4) Il sig. Barr, all’epoca dei fatti, non era solo Attorney general ma anche Responsabile delle attività dell’FBI che riguardano la sicurezza nazionale (l’FBI svolge, infatti, attività di intelligence civile e, in particolare, di controspionaggio) e fece pervenire la sua richiesta di informazioni non a me direttamente, ma tramite i nostri canali diplomatici ufficiali, in particolare attraverso il nostro ambasciatore negli Stati Uniti.
5) La sua richiesta non ha avuto a oggetto una ipotesi di cooperazione giudiziaria per cui sarebbe stato improprio indirizzarla al nostro Ministro di giustizia.
6) Credo non sia mai successo nella storia del nostro Paese che a una richiesta di informativa degli Usa attinente al piano dell’intelligence, le nostre Istituzioni abbiano risposto con un rifiuto preventivo di collaborare e, addirittura, di incontrare gli alti rappresentanti degli Stati Uniti. Chi ipotizza uno scenario del genere è in malafede o semplicemente non sa di cosa sta parlando.
7) Improprio sarebbe stato incontrare i rappresentanti degli Stati Uniti mettendo a disposizione i nostri archivi o consentendo loro di acquisire in modo indiscriminato informazioni. Proprio per questo, dopo un primo incontro in cui il sig. Barr ha esposto le sue richieste ed è stato definito il perimetro della collaborazione, vi è stato un secondo incontro, con tutti i vertici delle nostre tre Agenzie, in cui è avvenuto il confronto oggetto del colloquio, senza consegna di documenti.

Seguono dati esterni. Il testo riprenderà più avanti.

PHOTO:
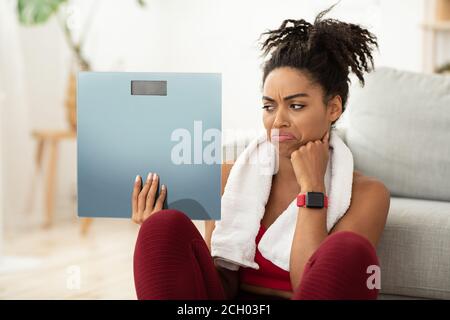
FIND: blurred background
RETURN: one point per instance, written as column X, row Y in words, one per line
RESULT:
column 46, row 252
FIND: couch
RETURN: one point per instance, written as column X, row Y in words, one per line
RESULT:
column 398, row 128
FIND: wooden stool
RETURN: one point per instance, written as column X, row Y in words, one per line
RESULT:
column 52, row 138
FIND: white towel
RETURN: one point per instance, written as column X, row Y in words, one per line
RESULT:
column 245, row 197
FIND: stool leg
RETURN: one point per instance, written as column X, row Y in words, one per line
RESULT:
column 38, row 167
column 51, row 182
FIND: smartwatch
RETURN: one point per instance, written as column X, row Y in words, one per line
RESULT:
column 315, row 200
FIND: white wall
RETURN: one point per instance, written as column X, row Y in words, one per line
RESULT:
column 195, row 36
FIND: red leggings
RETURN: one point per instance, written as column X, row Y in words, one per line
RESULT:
column 172, row 261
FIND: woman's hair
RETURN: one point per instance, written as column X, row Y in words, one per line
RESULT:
column 325, row 51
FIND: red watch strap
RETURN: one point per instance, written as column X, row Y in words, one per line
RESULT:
column 301, row 200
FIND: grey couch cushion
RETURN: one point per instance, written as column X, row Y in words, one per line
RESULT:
column 414, row 250
column 399, row 131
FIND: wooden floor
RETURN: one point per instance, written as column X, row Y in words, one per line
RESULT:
column 103, row 257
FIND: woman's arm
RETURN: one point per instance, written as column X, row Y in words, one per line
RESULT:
column 310, row 231
column 366, row 216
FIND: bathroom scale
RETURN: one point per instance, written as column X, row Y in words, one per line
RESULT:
column 131, row 123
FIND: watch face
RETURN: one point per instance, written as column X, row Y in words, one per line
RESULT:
column 314, row 200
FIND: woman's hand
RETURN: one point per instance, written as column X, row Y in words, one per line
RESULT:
column 310, row 164
column 143, row 201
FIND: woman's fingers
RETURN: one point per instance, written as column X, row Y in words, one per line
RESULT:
column 134, row 196
column 150, row 202
column 143, row 195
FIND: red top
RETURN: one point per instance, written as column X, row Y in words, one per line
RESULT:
column 268, row 275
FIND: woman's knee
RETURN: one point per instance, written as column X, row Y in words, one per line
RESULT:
column 168, row 227
column 350, row 250
column 163, row 219
column 352, row 243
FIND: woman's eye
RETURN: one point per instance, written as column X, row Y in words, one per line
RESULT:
column 297, row 106
column 268, row 107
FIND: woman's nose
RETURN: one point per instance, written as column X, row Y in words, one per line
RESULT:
column 281, row 119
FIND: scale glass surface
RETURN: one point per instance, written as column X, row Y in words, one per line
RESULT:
column 131, row 123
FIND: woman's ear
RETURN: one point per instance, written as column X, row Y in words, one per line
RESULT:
column 334, row 108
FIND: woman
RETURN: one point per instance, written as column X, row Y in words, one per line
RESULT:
column 305, row 90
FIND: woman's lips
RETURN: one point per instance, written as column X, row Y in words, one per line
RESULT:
column 282, row 137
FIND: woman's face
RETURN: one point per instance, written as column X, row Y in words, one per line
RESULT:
column 294, row 112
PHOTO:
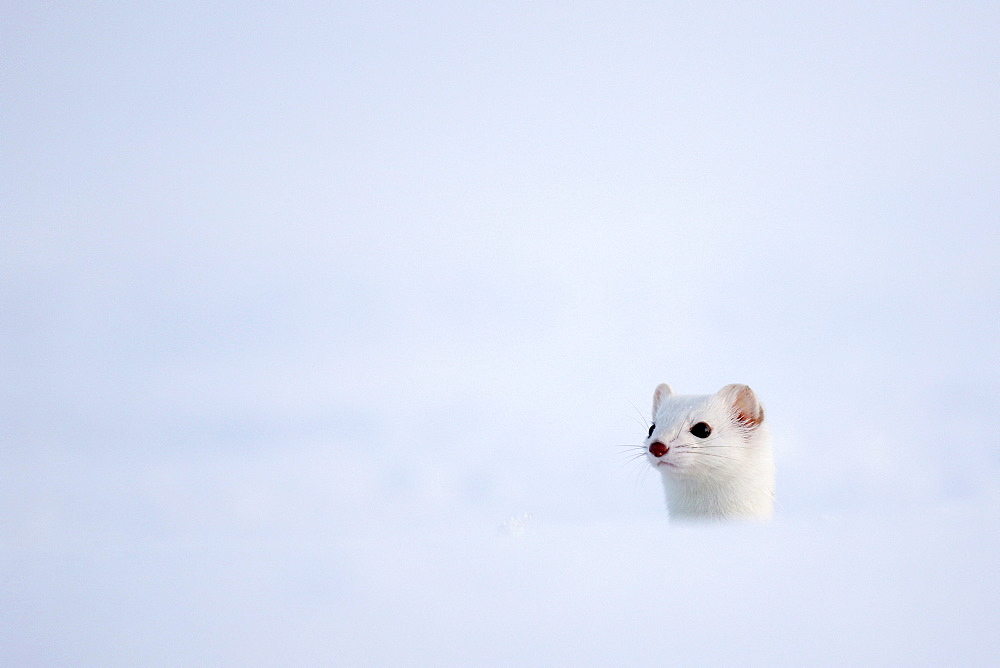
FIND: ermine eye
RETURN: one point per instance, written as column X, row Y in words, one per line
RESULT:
column 701, row 430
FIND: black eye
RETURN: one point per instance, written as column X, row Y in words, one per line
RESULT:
column 701, row 430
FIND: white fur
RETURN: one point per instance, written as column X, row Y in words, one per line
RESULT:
column 730, row 474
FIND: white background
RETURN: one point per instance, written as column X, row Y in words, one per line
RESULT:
column 299, row 303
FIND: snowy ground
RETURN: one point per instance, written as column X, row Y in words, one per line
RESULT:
column 301, row 302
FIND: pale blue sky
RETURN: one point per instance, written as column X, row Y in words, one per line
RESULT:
column 272, row 259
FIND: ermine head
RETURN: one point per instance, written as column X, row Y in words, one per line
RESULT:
column 713, row 452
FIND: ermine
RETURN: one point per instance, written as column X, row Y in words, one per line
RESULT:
column 714, row 454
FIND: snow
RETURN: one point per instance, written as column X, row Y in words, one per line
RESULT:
column 321, row 328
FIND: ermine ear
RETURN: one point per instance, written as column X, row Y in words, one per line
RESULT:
column 744, row 404
column 662, row 392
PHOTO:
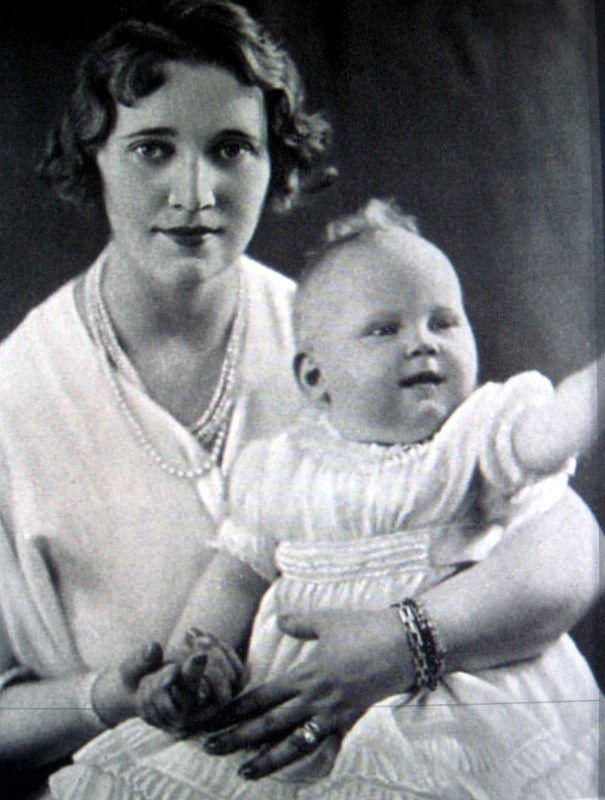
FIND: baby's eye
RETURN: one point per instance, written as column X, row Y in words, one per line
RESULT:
column 386, row 329
column 233, row 149
column 443, row 320
column 154, row 152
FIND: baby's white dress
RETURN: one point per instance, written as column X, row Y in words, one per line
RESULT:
column 337, row 524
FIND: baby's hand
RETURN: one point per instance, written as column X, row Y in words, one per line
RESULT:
column 182, row 693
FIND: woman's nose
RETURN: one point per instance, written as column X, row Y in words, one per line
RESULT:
column 193, row 185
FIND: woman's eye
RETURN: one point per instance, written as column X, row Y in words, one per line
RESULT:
column 388, row 329
column 154, row 152
column 231, row 151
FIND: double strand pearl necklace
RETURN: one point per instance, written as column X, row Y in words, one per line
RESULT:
column 211, row 428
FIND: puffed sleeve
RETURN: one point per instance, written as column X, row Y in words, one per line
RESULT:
column 247, row 532
column 526, row 494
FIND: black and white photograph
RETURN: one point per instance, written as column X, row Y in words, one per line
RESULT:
column 302, row 405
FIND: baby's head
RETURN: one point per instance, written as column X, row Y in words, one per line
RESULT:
column 384, row 343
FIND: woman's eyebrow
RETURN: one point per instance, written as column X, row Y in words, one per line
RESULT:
column 151, row 132
column 239, row 133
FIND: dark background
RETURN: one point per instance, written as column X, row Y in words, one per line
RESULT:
column 480, row 117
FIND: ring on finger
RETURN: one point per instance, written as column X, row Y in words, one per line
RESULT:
column 307, row 737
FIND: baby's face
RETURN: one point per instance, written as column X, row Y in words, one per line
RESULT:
column 387, row 328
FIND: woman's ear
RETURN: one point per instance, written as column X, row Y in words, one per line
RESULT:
column 309, row 378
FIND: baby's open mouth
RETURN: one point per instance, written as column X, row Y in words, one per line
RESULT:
column 421, row 379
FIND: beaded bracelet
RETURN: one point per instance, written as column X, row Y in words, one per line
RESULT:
column 88, row 707
column 428, row 653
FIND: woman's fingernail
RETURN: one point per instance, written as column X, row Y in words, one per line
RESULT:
column 216, row 746
column 248, row 771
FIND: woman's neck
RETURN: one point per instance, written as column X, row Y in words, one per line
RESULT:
column 194, row 313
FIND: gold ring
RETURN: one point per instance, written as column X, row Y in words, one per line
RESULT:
column 307, row 737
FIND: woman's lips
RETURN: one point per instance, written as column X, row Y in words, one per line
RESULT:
column 190, row 236
column 424, row 378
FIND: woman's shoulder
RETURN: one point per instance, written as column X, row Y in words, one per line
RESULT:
column 267, row 281
column 47, row 328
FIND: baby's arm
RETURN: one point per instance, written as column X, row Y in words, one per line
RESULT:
column 547, row 435
column 204, row 670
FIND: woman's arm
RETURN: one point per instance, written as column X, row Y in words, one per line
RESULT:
column 532, row 588
column 223, row 603
column 43, row 721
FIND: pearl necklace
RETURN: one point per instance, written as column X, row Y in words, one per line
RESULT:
column 211, row 428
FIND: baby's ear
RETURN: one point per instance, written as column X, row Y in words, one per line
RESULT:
column 309, row 377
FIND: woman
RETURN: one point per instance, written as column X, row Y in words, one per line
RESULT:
column 132, row 389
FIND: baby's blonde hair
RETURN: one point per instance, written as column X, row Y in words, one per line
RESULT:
column 376, row 215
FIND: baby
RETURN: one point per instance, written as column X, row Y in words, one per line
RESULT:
column 400, row 472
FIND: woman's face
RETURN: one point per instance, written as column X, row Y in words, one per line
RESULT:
column 185, row 173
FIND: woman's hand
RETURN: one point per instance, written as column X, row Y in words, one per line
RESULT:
column 360, row 658
column 203, row 677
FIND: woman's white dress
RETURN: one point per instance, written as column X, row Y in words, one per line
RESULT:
column 337, row 524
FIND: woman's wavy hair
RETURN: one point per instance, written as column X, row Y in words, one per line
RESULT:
column 127, row 64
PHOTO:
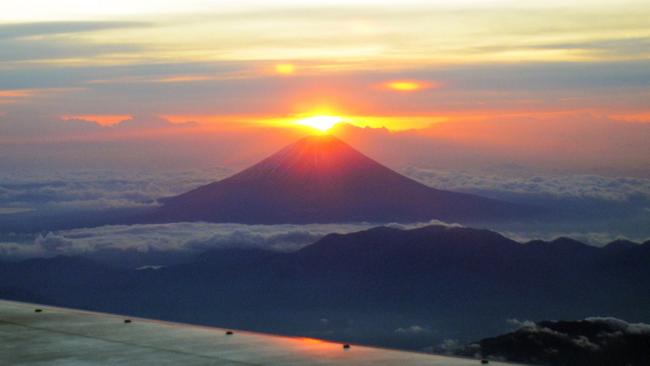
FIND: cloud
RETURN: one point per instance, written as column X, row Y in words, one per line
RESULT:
column 30, row 29
column 523, row 181
column 96, row 189
column 192, row 237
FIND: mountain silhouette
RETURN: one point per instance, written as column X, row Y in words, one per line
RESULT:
column 321, row 179
column 462, row 282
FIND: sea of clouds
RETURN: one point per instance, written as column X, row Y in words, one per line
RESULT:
column 53, row 191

8 ) Collegare la richiesta di informazioni di Barr alla vicenda della formazione del Governo Conte II è una illazione in malafede, visto che la richiesta di Barr risale al giugno 2019, mentre la crisi del Governo Conte I risale all’8 agosto 2019.
9) Anche il famoso tweet del presidente Trump, del 27 agosto 2019, che espresse apprezzamento per il mio operato come premier, non ha alcun collegamento con questa vicenda, considerato che la richiesta di Barr risale al giugno precedente e che questa richiesta e i suoi contenuti non sono mai stato oggetto di scambi o confronti tra me e l’allora presidente Trump.
Le allusioni del quotidiano avrebbero trovato risposta immediata da parte mia se solo mi fossero state poste delle domande, alle quali come sempre non mi sarei sottratto. Invece si è preferito alimentare sospetti infondati, sbattendo il mio nome in prima pagina, corredando il tutto con un articolo di Bonini che contiene giudizi palesemente denigratori e che mi accusa, in modo del tutto slegato dai fatti, di avere barattato un vantaggio personale con lo scambio di informazioni. A Bonini, che mette in discussione il mio operato come Presidente del Consiglio e la mia “cultura della sicurezza nazionale”, replico semplicemente che se lui, nello scrivere il suo articolo, avesse dimostrato una sia pur minima “cultura della deontologia professionale” non si sarebbe mai permesso di scrivere queste infamità.
Un’ultima notazione. Bonini nel suo pezzo afferma che mi sarei prestato ad attività ostili nei confronti di Renzi. E, infatti, puntualmente Renzi e alcuni suoi solerti compagni di partito si sono immediatamente avventati sul “clamoroso scoop” di Repubblica per rilanciare quei medesimi sospetti che, a suo tempo, furono invocati per giustificare il ritiro del sostegno al Governo Conte II.
È passato ormai più di un anno da quegli eventi. Siamo fuori dalla cronaca più immediata. Ci sono le condizioni per valutazioni più serene e oggettive. Mi chiedo: è possibile che il senatore Renzi non abbia mai sentito il dovere, in tutto questo tempo, di andare a riferire al Copasir su questi suoi sospetti? Perché non va, come sempre ho fatto io, a riferire quel che sa? Cosa teme, di dover poi rispondere alle domande dei componenti del Copasir e di essere obbligato, per legge, a riferire tutta la verità?